We can then visualise this, with the red points being those we will retain:

plot(dat, type = "n")
points(dat[-want,], col = "black", pch = 21, bg = "black", cex = 0.8)
points(dat[want,], col = "red", pch = 21, bg = "red", cex = 0.8)
abline(mod, col = "blue", lwd = 2)

The plot produced from the dummy data showing the selected points with the smallest residuals

The correlations for the full data and the selected subset are:

> cor(dat)
          X         Y
X 1.0000000 0.8935235
Y 0.8935235 1.0000000
> cor(dat[want,])
          X         Y
X 1.0000000 0.9272109
Y 0.9272109 1.0000000
> cor(dat[-want,])
         X        Y
X 1.000000 0.739972
Y 0.739972 1.000000

Be aware that here we might be throwing out perfectly good data, because we just choose the 5% with largest positive residuals and 5% with the largest negative. An alternative is to select the 90% with smallest absolute residuals:

ares <- abs(res)
absres.qt <- quantile(ares, prob = c(.9))
abswant <- which(ares <= absres.qt)
## plot - virtually the same, but not quite
plot(dat, type = "n")
points(dat[-abswant,], col = "black", pch = 21, bg = "black", cex = 0.8)
points(dat[abswant,], col = "red", pch = 21, bg = "red", cex = 0.8)
abline(mod, col = "blue", lwd = 2)

With this slightly different subset, the correlation is slightly lower:

> cor(dat[abswant,])
          X         Y
X 1.0000000 0.9272032
Y 0.9272032 1.0000000

Another point is that even then we are throwing out good data.

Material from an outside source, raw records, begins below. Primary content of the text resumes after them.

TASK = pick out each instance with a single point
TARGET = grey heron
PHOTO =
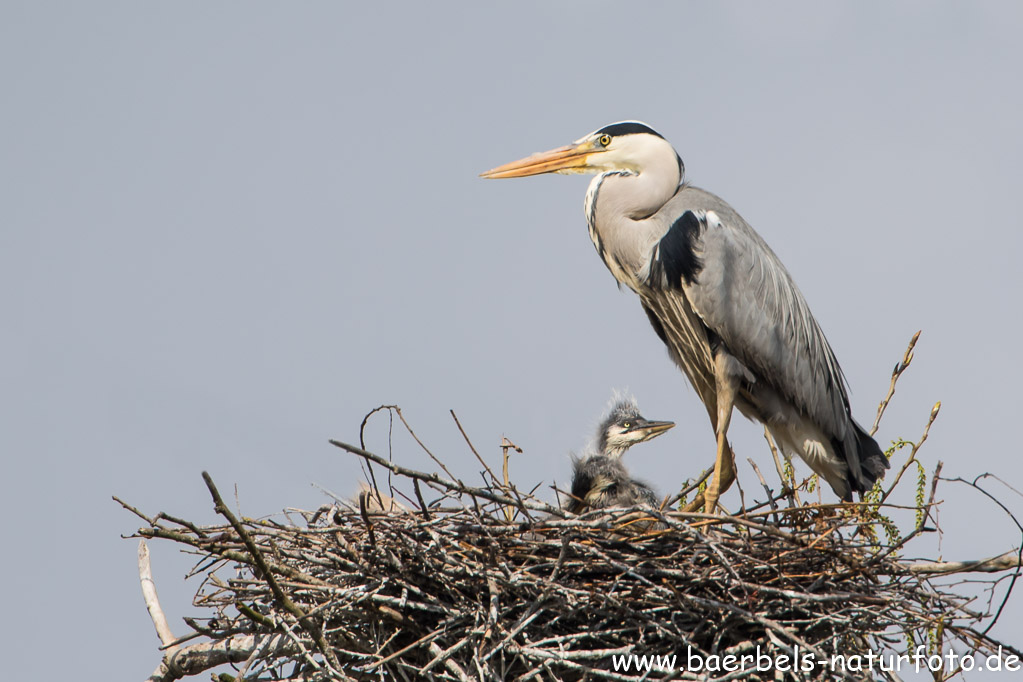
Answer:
(720, 300)
(599, 480)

You might want to look at Cook's distance as a measure of the strength of the outliers, and discard only those values above a certain threshold Cook's distance. Wikipedia has info on Cook's distance and proposed thresholds. The cooks.distance() function can be used to retrieve the values from mod:

> head(cooks.distance(mod))
           1            2            3            4            5            6 
7.738789e-04 6.056810e-04 6.375505e-04 4.338566e-04 1.163721e-05 1.740565e-03

and if you compute the threshold(s) suggested on Wikipedia and remove only those that exceed the threshold. For these data:

> any(cooks.distance(mod) > 1)
[1] FALSE
> any(cooks.distance(mod) > (4 * nrow(dat)))
[1] FALSE

none of the Cook's distances exceed the proposed thresholds (not surprising given the way I generated the data.)

Having said all of this, why do you want to do this? If you are just trying to get rid of data to improve a correlation or generate a significant relationship, that sounds a bit fishy and bit like data dredging to me.

OTHER TIPS

Using method = "spearman" in cor will be robust to contamination and is easy to implement since it only involves replacing cor(x, y) with cor(x, y, method = "spearman").

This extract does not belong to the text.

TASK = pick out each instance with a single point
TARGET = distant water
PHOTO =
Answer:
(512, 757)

Repeating Prasad's analysis but using Spearman correlations instead we find that the Spearman correlation is indeed robust to the contamination here, recovering the underlying zero correlation:

set.seed(1)

# x and y are uncorrelated
x <- rnorm(1000)
y <- rnorm(1000)
cor(x,y)
## [1] 0.006401211

# add contamination -- now cor says they are highly correlated
x <- c(x, 500)
y <- c(y, 500)
cor(x, y)
## [1] 0.995741

# but with method = "spearman" contamination is removed & they are shown to be uncorrelated
cor(x, y, method = "spearman")
## [1] -0.007270813

This may have been already obvious to the OP, but just to make sure... You have to be careful because trying to maxmimize correlation may actually tend to include outliers. (@Gavin touched on this point in his answer/comments.) I would be first removing outliers, then calculating a correlation. More generally, we want to be calculating a correlation that is robust to outliers (and there are many such methods in R).

Just to illustrate this dramatically, let's create two vectors x and y that are uncorrelated:

set.seed(1)
x <- rnorm(1000)
y <- rnorm(1000)
> cor(x,y)
[1] 0.006401211

Now let's add an outlier point (500,500):

x <- c(x, 500)
y <- c(y, 500)

Now the correlation of any subset that includes the outlier point will be close to 100%, and the correlation of any sufficiently large subset that excludes the outlier will be close to zero. In particular,

> cor(x,y)
[1] 0.995741

If you want to estimate a "true" correlation that is not sensitive to outliers, you might try the robust package:

require(robust)
> covRob(cbind(x,y), corr = TRUE)
Call:
covRob(data = cbind(x, y), corr = TRUE)

Robust Estimate of Correlation: 
            x           y
x  1.00000000 -0.02594260
y -0.02594260  1.00000000

You can play around with parameters of covRob to decide how to trim the data. UPDATE: There is also the rlm (robust linear regression) in the MASS package.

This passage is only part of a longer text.